La richiesta riguardava la ricostituzione del rapporto di lavoro con il datore originario, ritenendo non genuino il contratto di appalto con il nuovo soggetto e lamentando la violazione della clausola di salvaguardia prevista dall’art. 6 dell’Accordo Sindacale del 23 marzo 2009.

1) Il caso e i rilievi della Cassazione sull’appalto "leggero"

I lavoratori coinvolti avevano inizialmente svolto l’attività di recupero crediti all’interno dell’azienda cedente, che successivamente aveva affidato il servizio a un’impresa terza, determinando il passaggio alle dipendenze di quest’ultima ai sensi dell’art. 2112 del codice civile. 

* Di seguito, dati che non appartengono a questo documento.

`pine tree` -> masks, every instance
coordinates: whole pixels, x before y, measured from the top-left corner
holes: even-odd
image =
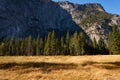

Secondo quanto dedotto, il soggetto subentrato non avrebbe operato in piena autonomia, ma sotto il controllo organizzativo e gestionale del precedente datore di lavoro.

Sia in primo che in secondo grado, le istanze erano state rigettate: i giudici avevano ritenuto legittimo l’appalto e infondata la pretesa fondata sulla clausola sindacale, non ritenuta vincolante nei singoli rapporti individuali di lavoro.

La Suprema Corte ha riconosciuto la fondatezza di molte delle censure sollevate dai ricorrenti. In particolare, ha evidenziato che l’appalto in questione non poteva essere qualificato come “leggero” sulla base del solo numero elevato di addetti trasferiti, della loro professionalità e del valore delle retribuzioni. 

Ai sensi dell’art. 29, comma 1, del D.Lgs. n. 276/2003, un appalto è genuino solo se l’appaltatore:

  1. è dotato di una reale autonomia organizzativa, 
  2. utilizza propri mezzi, 
  3. assume il rischio d’impresa e 
  4. dirige effettivamente il personale.

Secondo la Cassazione, andava valutata la coesione funzionale del gruppo ceduto, il possesso di un know-how specifico e soprattutto il grado di dipendenza gestionale del nuovo datore dal precedente. Elementi di prova rilevanti, come l’obbligo per i dipendenti di rivolgersi ancora al soggetto cedente per ferie e permessi, erano stati esclusi dalla Corte d’appello in maniera immotivata, pur trattandosi di circostanze potenzialmente decisive per dimostrare l’assenza di autonomia gestionale.

Inoltre, la Corte ha ritenuto erronea la decisione dei giudici di merito di non ammettere prove testimoniali offerte, alcune delle quali specifiche e circostanziate, nonché supportate da documentazione, e finalizzate a dimostrare la gestione operativa da parte dell’impresa committente.

2) Il rinvio e i principi affermati dalla Corte

Accogliendo cinque dei sette motivi di ricorso, la Cassazione ha cassato la sentenza impugnata e rinviato la causa alla Corte d’Appello competente, in diversa composizione, per un nuovo esame alla luce dei principi enunciati. È stato chiarito che nei contratti di appalto "leggero"  o ad alta intensità di manodopera è necessario verificare con rigore l’effettiva autonomia dell’appaltatore e il contenuto concreto della prestazione.

Con questa pronuncia, si rafforza l’orientamento giurisprudenziale volto a evitare che operazioni formalmente configurate come appalti si traducano, in sostanza, in mere esternalizzazioni di personale prive di autonomia organizzativa. La verifica sostanziale dei poteri esercitati sul personale coinvolto assume un ruolo centrale nel giudizio di legittimità.

La causa, ora, dovrà essere riesaminata con attenzione alla reale struttura e funzionamento del servizio ceduto, valutando se sussistano i requisiti richiesti dalla normativa per escludere ipotesi di codatorialità o interposizione illecita.